STROHL, Henri. O Pensamento da Reforma. Trad. Aharon Sapsczian. Local: São Paulo: ASTE, 1963. p. 230


[1] GEORGE, Timothy. Teologia dos Reformadores. Trad. Gérson Dudus & Valéria Fontana Local: São Paulo: Vida Nova, 1993. p. 315
[2] Doutrina chamada Consubstanciação – posição defendida pela igreja Luterana e Anglicana, crêem que as substâncias do corpo e do sangue do corpo e do sangue de Cristo estão presentes nos elementos e passam aos participantes ao ingeri-las.
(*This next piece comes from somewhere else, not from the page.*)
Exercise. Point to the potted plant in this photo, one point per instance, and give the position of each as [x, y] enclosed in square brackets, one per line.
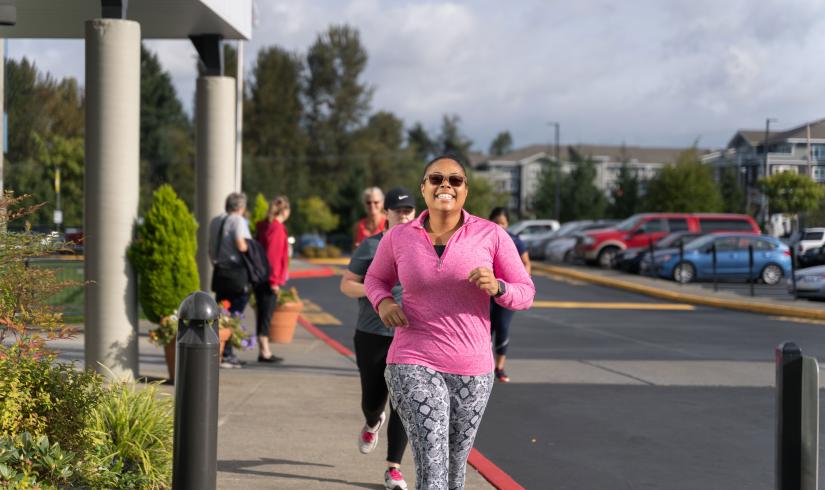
[232, 330]
[164, 336]
[163, 255]
[285, 316]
O pão é pão enquanto na mesa, mas ao contatar com a língua e o estomago do participante se transforma em corpo real de Cristo, bem assim o sangue.
[3] A posição Memorial – os elementos são comemorativos e não transmitem graça ou benefício algum. A ceia se torna uma lembrança do sacrifício de Cristo. O participante não participa para obter comunhão, ele já tem comunhão.
[4] Doutrina chamada de Transubstanciação – pela consagração do pão e do vinho na eucaristia, a substância dos elementos é convertida na substância do corpo e do sangue de Cristo. A crença na substanciação foi definida como de fide, no IV Concílio Laterano, em 1215. Foi reafirmada como ensino oficial da Igreja Católica no Concílio de Trento.